Deploying the Microsoft Purview Information Protection Scanner

Introduction

Most organizations protect their Microsoft 365 data well — but what about the sensitive files sitting on a file server that’s been running since 2014? The Microsoft Purview Information Protection Scanner bridges that gap. It extends your Purview labeling policies into on-premises repositories so that passport numbers, financial records, and confidential documents don’t slip through the cracks just because they live outside the cloud.

In this blog post I explain what the prerequisites are and how you can setup your own information protection scanner in a lab environment.
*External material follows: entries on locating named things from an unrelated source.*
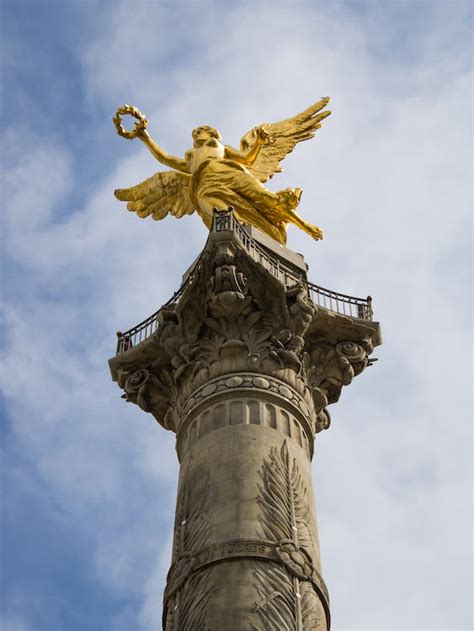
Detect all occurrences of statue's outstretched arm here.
[137,130,189,173]
[225,127,271,167]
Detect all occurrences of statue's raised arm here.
[113,97,331,244]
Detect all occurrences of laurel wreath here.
[112,105,148,140]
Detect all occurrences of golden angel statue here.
[113,97,331,244]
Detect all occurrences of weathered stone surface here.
[110,215,380,631]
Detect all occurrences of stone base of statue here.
[110,211,380,631]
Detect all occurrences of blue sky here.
[0,0,472,631]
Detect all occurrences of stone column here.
[110,214,380,631]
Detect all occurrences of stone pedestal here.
[110,213,380,631]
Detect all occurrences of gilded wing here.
[240,96,331,182]
[114,171,194,221]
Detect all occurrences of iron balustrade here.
[117,208,373,355]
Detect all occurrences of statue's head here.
[192,125,222,147]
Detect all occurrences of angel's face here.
[193,126,220,147]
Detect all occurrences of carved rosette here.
[111,235,373,432]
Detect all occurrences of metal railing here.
[117,208,373,355]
After that I will share some key findings.

Prerequisites

Scanner server

RequirementMinimum spec
OSWindows Server 2016/2019/2022/2025 (64-bit, no Server Core)
CPU4 cores
RAM8 GB
Disk10 GB free (temp files: 4 per core × max file size)
SQLPort 1433 open to SQL server

Required outbound URLs (port 443)

*.aadrm.com
*.azurerms.com
*.informationprotection.azure.com
informationprotection.hosting.portal.azure.net
*.aria.microsoft.com
*.protection.outlook.com

Service account requirements

Microsoft requires the scanner service account to be an Active Directory account synchronized to Microsoft Entra ID. If you want to avoid syncing the account, you can use the -DelegatedUser parameter in Set-AIPAuthentication with a cloud-only account instead — which is the approach this guide takes.
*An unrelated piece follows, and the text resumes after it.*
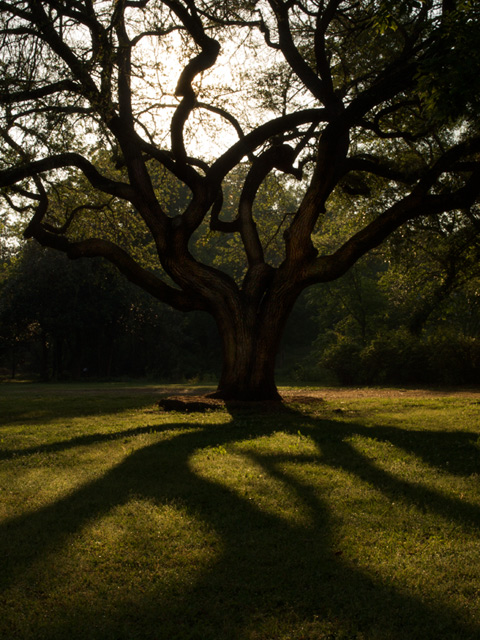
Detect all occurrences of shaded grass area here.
[0,385,480,640]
Important — SQL permissionsThe service account needs securityadmin rights on the SQL instance during initial setup. This can be removed after the database is created and the scanner is operational.

Beyond SQL, the service account carries several other requirements depending on what the scanner needs to do. The table below covers everything:

RequirementNotes
Log on locallyNeeded for install and config only — can be removed once the scanner is operational.
Log on as a serviceGranted automatically during installation. Required for ongoing operation.
Repository permissionsFile shares: ReadWriteModify · SharePoint: Full Control · Discovery only: Read is sufficient.
RMS super userRequired if labels reprotect or remove protection. Enable the super user feature and add this account.
Site Collector AuditorRequired for scanning specific SharePoint URLs — grant at farm level.
LicenseAn Information Protection license must be assigned to the service account.

SQL server

Host SQL and the scanner on separate machines for any production deployment — a dedicated SQL instance is recommended and should not be shared with other applications. SQL Server 2016 is the minimum supported version.

EditionNotes
SQL Server ExpressTest environments only — database size limits apply.
SQL Server StandardSuitable for most production deployments.
SQL Server EnterpriseLarge-scale or high-availability deployments.

Purview portal roles

To create scanner clusters and content scan jobs in the Purview portal, you need one of the following roles:

Role
Organization Management
Compliance Administrator
Compliance Data Administrator
Security Administrator

SharePoint requirements

If you are scanning SharePoint Server document libraries, your farm must meet these requirements: We won’t get into sharepoint on-premise in this lab.

RequirementDetails
Supported versionsSharePoint 2013, 2016, and 2019. Other versions are not supported.
VersioningThe scanner inspects the last published version. If content approval is required, the labeled file must be approved before users can access it.
Large farmsCheck whether you need to increase the list view threshold (default: 5,000) so the scanner can access all files.
Long file pathsIf paths exceed 260 characters, increase httpRuntime.maxUrlLength on your SharePoint server to avoid scan timeouts.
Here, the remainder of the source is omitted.